There were times when I needed a front row spot.  Like when I was going to my 2-week postpartum checkup with my newborn baby.  I was still not supposed to lift her carrier because of my C-Section.  I didn't have help that day so I parked as close as I could and carried her in anyway.  (Setting up the stroller would have been more physically challenging than just carrying the seat.)  Then there was the time that I sprained my ankle.  Life went on and I still had errands to run.  A front row parking space would have been divine.  They don't give out temporary handicapped stickers for sprained ankles.

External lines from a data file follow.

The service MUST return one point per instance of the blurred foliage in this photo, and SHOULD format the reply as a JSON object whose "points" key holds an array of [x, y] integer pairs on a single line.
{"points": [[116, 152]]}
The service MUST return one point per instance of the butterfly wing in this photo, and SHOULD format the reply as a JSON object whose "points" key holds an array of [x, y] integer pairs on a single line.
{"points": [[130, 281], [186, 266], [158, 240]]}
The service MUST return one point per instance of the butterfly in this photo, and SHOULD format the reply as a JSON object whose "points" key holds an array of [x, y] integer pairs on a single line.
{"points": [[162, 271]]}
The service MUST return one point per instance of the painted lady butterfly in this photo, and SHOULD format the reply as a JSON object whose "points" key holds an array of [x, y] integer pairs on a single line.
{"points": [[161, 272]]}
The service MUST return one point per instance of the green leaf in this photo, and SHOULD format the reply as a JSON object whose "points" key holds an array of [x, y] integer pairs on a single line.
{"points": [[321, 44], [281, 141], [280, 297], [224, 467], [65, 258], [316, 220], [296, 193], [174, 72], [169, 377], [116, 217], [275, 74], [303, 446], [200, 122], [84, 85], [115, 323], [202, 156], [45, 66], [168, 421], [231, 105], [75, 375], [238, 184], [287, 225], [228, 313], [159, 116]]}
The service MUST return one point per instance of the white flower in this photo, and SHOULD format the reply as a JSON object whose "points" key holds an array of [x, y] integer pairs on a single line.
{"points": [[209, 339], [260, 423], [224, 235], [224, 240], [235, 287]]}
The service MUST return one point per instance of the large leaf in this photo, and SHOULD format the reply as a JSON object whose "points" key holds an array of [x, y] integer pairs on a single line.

I have a new mantra.  I am young, I am fit, I am well.  I am not in need of that front row space and I am very thankful for that.  So I've recently started parking all the way in the back of the parking lot and enjoying the walk into the building.  It's just me and the fancy cars back there.  Some might laugh to see a scratched up mini-van parked among the BMWs, Lexus, and Range Rovers.  But it puts a smile on my face and makes me feel like perhaps I've done something good today.  Not only did I get some exercise, but I might have saved a prime spot for someone who really needs it today.


Mimsie said...

Great post! Some of our malls now have spaces for expectant mothers and mothers with strollers, alongside the regular handicapped spots.

Hillary said...

Amen. I absolutely refuse to drive around looking for a spot. I just pull into the first one I find.

Cupcake Mama said...

I hear ya!! I was so irate this past weekend at Costco as my 90 year old gpa is too proud to let us drop him off at front but will use his handicapped plaque that he needs as it is hard for him to walk and all the spots were filled with people my age that appeared fine. It was hard to believe that all those people had ailments invisible to the eyes that could run to the free samples.